How to report test scores to parents debated

January 14, 2015
CAASPP sbac smarter balanced

Students in California preparing for the Smarter Balanced tests.

With California students set to begin taking new Smarter Balanced tests in the Common Core State Standards this spring, state education officials are worried about how parents will view the results – especially if, as experts predict, their kids’ initial scores will be low.

“I’m not sure we have (the message) right yet,” Chief Deputy State Superintendent Richard Zeiger told members of the State Board of Education on Wednesday. The Department of Education is working on drafts of explanations of the scores that it has not yet published.

“Let’s be frank: All scores will be shifted to the left,” he said, meaning lower on the point scale, with fewer students deemed to be proficient than under the old state standards and more students scoring at basic or below basic levels. “We have to educate parents about that. It’s not that your kid got dumber; there has been a shift in systems.”

Downplaying the significance of the first year’s scores, State Board President Michael Kirst has said that it will take five more years for full implementation of the new standards, with fully trained teachers using fully developed curricula and textbooks. He and others are concerned that low scores will fuel the public’s skepticism of Common Core and teachers’ anxiety that they’ll be prematurely judged by test scores.

Last year, students from California and 16 other states belonging to the Smarter Balanced consortium took a Smarter Balanced “field,” or practice, test. Based on the results and professional educators’ judgments, Smarter Balanced created four performance levels for the test, determined by threshold points or “cut scores” at each level. Level 4 designates advanced work and Levels 1 and 2 demonstrate partial or minimal knowledge of the standards. Level 3 is roughly equivalent to proficiency, although Kirst and other officials insist on not using that term. Smarter Balanced is predicting that between 33 percent and 44 percent of students in California and elsewhere will reach the threshold for Level 3 this spring, when the formal tests are introduced.

In 2013, the last time that the California standardized tests were given, 51 percent of students overall posted a score of proficient and above in math and 56 percent of students scored proficient and above in English language arts. The scores ranged from 46 percent proficient in 3rd-grade reading to 72 percent proficient in 4th-grade math.

Kirst and advocates of Common Core argue that Common Core standards, which stress problem-solving, communication skills and conceptual understanding of math, are different, if not more rigorous, than the previous state academic standards, and new tests will be harder, too. To emphasize this point, the Legislature prohibited comparing the old and new test scores to update the Academic Performance Index (API), the state’s chief accountability measure.

From March to June, 3.2 million California students in grades 3 to 8 and grade 11 will take the Smarter Balanced end-of-year tests in math and English language arts.
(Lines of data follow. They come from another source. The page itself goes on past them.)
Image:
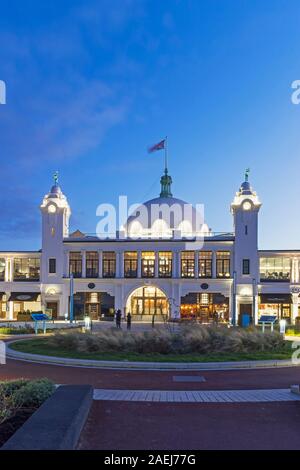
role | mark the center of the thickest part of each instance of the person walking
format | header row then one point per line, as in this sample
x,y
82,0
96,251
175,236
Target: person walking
x,y
128,321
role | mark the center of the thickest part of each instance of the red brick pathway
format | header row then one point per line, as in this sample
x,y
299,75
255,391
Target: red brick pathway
x,y
146,426
154,380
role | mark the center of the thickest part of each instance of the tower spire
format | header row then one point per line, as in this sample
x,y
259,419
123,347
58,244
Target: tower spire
x,y
247,174
166,182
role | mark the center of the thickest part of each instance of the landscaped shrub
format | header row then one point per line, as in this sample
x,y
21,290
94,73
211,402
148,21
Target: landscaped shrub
x,y
192,338
15,330
23,393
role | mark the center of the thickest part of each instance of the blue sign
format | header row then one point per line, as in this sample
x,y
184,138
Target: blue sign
x,y
39,317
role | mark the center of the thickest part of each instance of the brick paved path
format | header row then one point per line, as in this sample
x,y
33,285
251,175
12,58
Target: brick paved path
x,y
216,396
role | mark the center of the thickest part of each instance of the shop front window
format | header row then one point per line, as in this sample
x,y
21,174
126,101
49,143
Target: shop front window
x,y
275,269
109,264
2,269
205,264
205,307
148,301
75,264
26,269
130,264
223,264
165,264
148,264
92,264
187,264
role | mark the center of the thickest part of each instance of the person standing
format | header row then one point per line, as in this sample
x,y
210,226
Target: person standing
x,y
128,321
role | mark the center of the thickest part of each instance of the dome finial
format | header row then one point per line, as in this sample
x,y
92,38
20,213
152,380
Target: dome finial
x,y
166,182
55,178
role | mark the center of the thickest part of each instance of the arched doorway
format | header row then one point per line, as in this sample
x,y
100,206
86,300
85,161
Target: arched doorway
x,y
147,301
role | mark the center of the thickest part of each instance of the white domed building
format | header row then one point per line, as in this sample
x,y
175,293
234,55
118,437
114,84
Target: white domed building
x,y
164,263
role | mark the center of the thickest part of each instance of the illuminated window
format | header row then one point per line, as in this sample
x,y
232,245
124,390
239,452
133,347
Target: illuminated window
x,y
130,263
223,263
109,264
26,269
246,266
148,263
92,264
165,264
2,269
52,265
275,269
187,264
75,264
205,264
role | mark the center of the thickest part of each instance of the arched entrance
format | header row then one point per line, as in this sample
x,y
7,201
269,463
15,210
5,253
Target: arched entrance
x,y
147,301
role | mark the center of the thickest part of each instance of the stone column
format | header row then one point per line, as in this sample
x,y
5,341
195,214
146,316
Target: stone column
x,y
295,304
83,254
100,264
139,264
7,268
174,264
214,265
295,271
179,264
196,264
11,270
9,307
121,264
156,265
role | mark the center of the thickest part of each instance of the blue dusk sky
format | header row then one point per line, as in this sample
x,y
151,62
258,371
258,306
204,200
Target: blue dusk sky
x,y
91,84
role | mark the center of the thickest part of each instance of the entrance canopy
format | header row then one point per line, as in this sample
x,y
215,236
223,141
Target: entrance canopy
x,y
148,301
24,296
275,298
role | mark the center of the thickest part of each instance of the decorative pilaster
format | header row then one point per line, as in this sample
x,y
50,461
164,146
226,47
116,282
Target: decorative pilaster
x,y
295,306
156,265
139,273
196,264
83,254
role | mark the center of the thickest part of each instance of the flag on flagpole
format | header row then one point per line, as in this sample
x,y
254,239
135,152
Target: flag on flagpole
x,y
159,146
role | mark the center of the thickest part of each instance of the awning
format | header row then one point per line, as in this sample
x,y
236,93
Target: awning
x,y
24,296
220,299
275,298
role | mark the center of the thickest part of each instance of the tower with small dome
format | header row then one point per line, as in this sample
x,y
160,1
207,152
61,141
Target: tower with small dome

Nearly all will take it online, and the state Department of Education is promising that schools will receive the scores electronically between two and four weeks later. Parents will receive paper copies of the report about a month after that. It will take longer to report the scores of the 2,000 students, mainly from rural schools without adequate technology, who will take the Smarter Balanced test on paper.

Students will receive a score ranging from 2,000 to 3,000, a point system intentionally chosen to differentiate it from what other states have used. The state can choose how to present the results to parents. It could focus on a student’s raw number and emphasize the student’s growth on the scale from grade to grade – something that wasn’t possible with the old state tests. Or it could de-emphasize the raw score while focusing on which of the four performance levels the student achieved. Board members expressed different views.

“Scale scores provide a better breakdown,” Kirst said. “We need to get away from the over-focus on (performance) levels.” There’s “nothing magical” about the threshold or cut scores by level; they are imprecise, he said.

But board member Trish Williams said that performance levels provide an easily understandable indicator. Parents need to know how their children performed relative to others, she said.

Still to be determined is whether first-year Smarter Balanced scores will be used to judge schools’ and districts’ performance. The state board suspended the API for 2014-15, and in March, it will decide whether to suspend it again in 2015-16. That’s what the Association of California School Administrators, representing superintendents and principals, and Los Angeles Unified, the state’s largest district, are seeking. They have said that there has not been enough time for teachers and districts to make the transition to the new standards for accountability purposes.

Los Angeles Mayor Eric Garcetti seconded that in a letter sent to the state board this week. “Any use of the spring 2015 (Smarter Balanced) results will give the state an inaccurate picture of student and school performance,” he said.

Doug McRae, a retired standardized testing publisher from Monterey who has consistently questioned Smarter Balanced’s methodology and timetable in testimony before the state board, on Wednesday called for delaying all reporting of this spring’s Smarter Balanced scores until the state has done thorough studies to determine if the performance levels are valid and reliable, as required by state law.

The board has referred the issue of delaying the API scores to two advisory committees, which are to report back in March.